When businesses fail, opportunities arise. APAM has managed to accumulate over 5 million sq ft of shopping centre and retail asset management mandates since the start of the year, and during lockdown this ‘onboarding’ accelerated as banks, mezzanine lenders and debenture holders began to take back control of assets.
Consequently, we have strengthened the team with four senior recruits joining the business (interviewed via ‘teams’ meetings)! and the appointment of Professor Andrew Baum as a member of our investment committee and a consultant for our Investment Research and Strategy. One thing ‘lockdown’ has taught us is that data ‘talks’ and we aim to be a leading player in the analysis of data in real estate to further inform our investment decision making.
There is no doubt that remote working is hard on the brain and the soul. The intensity of screen-based meetings takes its toll and people crave human interaction to relieve the intensity of the job. Are we more efficient and productive without the distraction of face to face meetings and the time dilution of commuting? I think so, and I genuinely believe that business can be more productive as it adapts to some of the time savings of home working. That having been said, we are not expecting to close down our office! The importance of human interaction and human empathy in business is undervalued. Great military leaders walk amongst their soldiers the day before the battle and great sports captains put their arms around their team mates to create the bond of teamwork. No matter how hard you try, ‘empathy,’ is lost over ‘Zoom’.
What lockdown has proven though is a flexible approach to work is here to stay and nobody in the future will be expected to commit to 9-5pm in an office. Tasks will be set, and deadlines met but how those tasks are delivered will be very different.
Jess Bezos also said that everything in the future will change save three things:
- Consumers will continue to demand greater choice of goods;
- Consumers will continue to demand cheaper prices;
- Consumers will want faster delivery.
The same applies to services beyond retailing. Investment and Asset management businesses will need to adapt to the increasing demands of global investment capital. New services will be added, efficiencies will cut costs, and speed of execution will need to accelerate if the industry is to keep up.

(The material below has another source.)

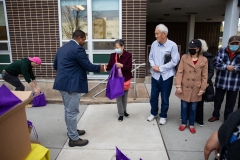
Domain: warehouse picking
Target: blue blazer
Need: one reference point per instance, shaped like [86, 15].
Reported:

During ‘lockdown’ APAM has added development management services through our Bankfoot APAM partnership, bought a data centre operator through our JV with Trinity Data Centres in Singapore, and are advising clients on debt restructuring and capital partners on public to private strategies in the REIT sector. We have learned, through lockdown, to adapt to the changing demands of our clients and the need to intensify service levels as uncertainty destabilises markets we are working out ways of getting the head wind to turn in our favour , of course it isn’t over yet, there are more challenges ahead and as the team grows to meet the challenges we are constantly reminded that despite the lack of human contact we are only humans who cannot predict the future no matter how clever our financial modelling or statistical analysis becomes. The great strength of humanity, however, is that we adapt and are yet to be defeated by any disease or virus and we are highly unlikely to succumb to Covid-19. Business must learn to adapt or die.
Keep fit and well for whilst you have your health the world is full of opportunity and optimism.
Simon Cooke is a co-founder of Catella APAM.